後藤 良子 (一般財団法人 神戸市地域医療振興財団 西神戸医療センター)
後藤 良子
一般財団法人 神戸市地域医療振興財団 西神戸医療センター
平成26年6月2日~平成26年6月13日
(医療法人医理会 柿添病院)

 今回、柿添病院で研修させていただき、地域医療の楽しさと大変さを改めて実感することができた。
患者さんと医療者の距離が近く、患者さん本人だけでなく家族を含めた関わりができる事はとても魅力的だった。普段神戸で診療していて、患者さんから感謝の言葉を頂けることはなかなか無いが、柿添病院では何度も「有難うございました」と声をかけて頂くことができた。医師・患者関係を超えた人対人の関係を象徴しているように感じた。こういった関係を築けるか否かは、医師一人ひとりの心構えにもよるかも知れないが、病院が古くからそこにあって、家族が何代もお世話になっている、生活の一部になっているという事実も大きく影響していると思う。

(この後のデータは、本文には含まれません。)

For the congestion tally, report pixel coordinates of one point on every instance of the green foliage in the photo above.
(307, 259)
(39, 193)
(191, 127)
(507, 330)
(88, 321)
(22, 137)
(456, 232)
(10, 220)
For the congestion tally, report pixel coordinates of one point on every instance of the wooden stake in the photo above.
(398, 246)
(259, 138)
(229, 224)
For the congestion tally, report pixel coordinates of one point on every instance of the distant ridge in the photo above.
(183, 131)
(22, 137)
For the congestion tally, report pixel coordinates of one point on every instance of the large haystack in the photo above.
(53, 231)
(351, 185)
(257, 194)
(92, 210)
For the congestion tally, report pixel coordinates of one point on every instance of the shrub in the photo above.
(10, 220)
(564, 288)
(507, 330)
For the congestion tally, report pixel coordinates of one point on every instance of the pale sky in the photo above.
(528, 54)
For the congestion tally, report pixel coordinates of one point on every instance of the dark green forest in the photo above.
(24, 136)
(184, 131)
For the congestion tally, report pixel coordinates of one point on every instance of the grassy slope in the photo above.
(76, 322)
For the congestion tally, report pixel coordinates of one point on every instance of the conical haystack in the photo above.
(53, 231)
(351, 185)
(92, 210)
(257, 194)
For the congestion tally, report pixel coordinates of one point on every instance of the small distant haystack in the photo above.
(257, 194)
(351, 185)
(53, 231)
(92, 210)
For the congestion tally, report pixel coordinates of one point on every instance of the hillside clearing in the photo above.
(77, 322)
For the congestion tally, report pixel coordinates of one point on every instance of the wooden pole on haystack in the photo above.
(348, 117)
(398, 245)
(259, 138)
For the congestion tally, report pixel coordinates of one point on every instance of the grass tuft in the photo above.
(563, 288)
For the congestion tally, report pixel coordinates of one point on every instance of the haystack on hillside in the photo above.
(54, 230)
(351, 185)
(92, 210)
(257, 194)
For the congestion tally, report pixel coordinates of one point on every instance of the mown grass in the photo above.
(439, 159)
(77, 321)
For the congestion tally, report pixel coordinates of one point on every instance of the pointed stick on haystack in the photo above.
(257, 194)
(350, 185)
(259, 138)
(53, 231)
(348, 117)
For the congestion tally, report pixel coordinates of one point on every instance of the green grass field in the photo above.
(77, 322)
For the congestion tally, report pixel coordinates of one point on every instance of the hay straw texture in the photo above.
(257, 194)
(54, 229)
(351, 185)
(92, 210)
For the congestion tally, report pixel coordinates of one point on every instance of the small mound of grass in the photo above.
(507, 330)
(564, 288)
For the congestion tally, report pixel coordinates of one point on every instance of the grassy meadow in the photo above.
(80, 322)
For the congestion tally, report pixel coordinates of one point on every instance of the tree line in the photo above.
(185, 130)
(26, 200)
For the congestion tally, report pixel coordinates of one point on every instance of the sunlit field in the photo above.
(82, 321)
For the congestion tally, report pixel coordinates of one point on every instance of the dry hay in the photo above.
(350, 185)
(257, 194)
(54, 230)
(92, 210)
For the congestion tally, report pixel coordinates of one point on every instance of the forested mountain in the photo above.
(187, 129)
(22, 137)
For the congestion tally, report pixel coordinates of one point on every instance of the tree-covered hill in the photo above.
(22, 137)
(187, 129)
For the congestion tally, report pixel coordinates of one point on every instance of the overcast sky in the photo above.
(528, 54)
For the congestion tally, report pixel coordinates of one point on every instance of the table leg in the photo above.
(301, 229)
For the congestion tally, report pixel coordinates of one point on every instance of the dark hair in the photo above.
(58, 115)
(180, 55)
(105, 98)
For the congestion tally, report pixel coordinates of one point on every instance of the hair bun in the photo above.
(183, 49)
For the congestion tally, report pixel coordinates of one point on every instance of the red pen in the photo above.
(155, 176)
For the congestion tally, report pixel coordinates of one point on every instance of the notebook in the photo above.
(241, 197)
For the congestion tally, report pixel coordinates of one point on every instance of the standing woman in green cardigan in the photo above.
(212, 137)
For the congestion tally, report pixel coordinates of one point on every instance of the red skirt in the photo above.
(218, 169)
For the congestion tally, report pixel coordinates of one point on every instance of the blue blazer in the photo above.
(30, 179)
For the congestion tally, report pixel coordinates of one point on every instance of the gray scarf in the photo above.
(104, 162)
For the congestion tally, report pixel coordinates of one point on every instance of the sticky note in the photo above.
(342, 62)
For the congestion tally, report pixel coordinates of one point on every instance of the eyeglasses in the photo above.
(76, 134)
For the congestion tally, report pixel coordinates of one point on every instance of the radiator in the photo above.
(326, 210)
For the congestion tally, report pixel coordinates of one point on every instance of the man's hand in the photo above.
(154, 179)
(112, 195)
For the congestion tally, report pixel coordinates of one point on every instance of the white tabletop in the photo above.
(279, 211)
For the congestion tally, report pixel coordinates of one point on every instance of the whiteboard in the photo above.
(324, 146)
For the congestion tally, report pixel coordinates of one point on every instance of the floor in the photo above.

そういった環境で診療できるのはとてもやり甲斐があり、使命感を保って仕事ができるだろうと思った。
その一方で、心筋梗塞や脳卒中などゴールデンタイムのある疾患、急変のある疾患については、常に不安が付きまとうのではと感じた。救急搬送のシステムやドクターヘリを充足させても、やはり都市部の様にはいかない場面も多いと思う。もちろん、どこで診療していても間に合わないことはあるが、これが地域の限界で仕方がないと割り切ることは、私には難しいと感じた。
 また、地域の高齢化も実感した。100歳を超える母親を足の不自由な70代の息子さんが介護されていたり、施設に入る経済的余裕がなく子供たちにも頼れない80代の方がいたりと、超高齢化社会の厳しさと共に、家族の在り方について考えさせられた。
 限られた医療資源・社会福祉資源を、どの地域にどれだけ割り当てるかは難しい問題である。今回の研修を通じて、改めてこういった問題について考えることができ、とても貴重な経験になった。今後の自分の診療に役立てていきたいと思う。有難うございました。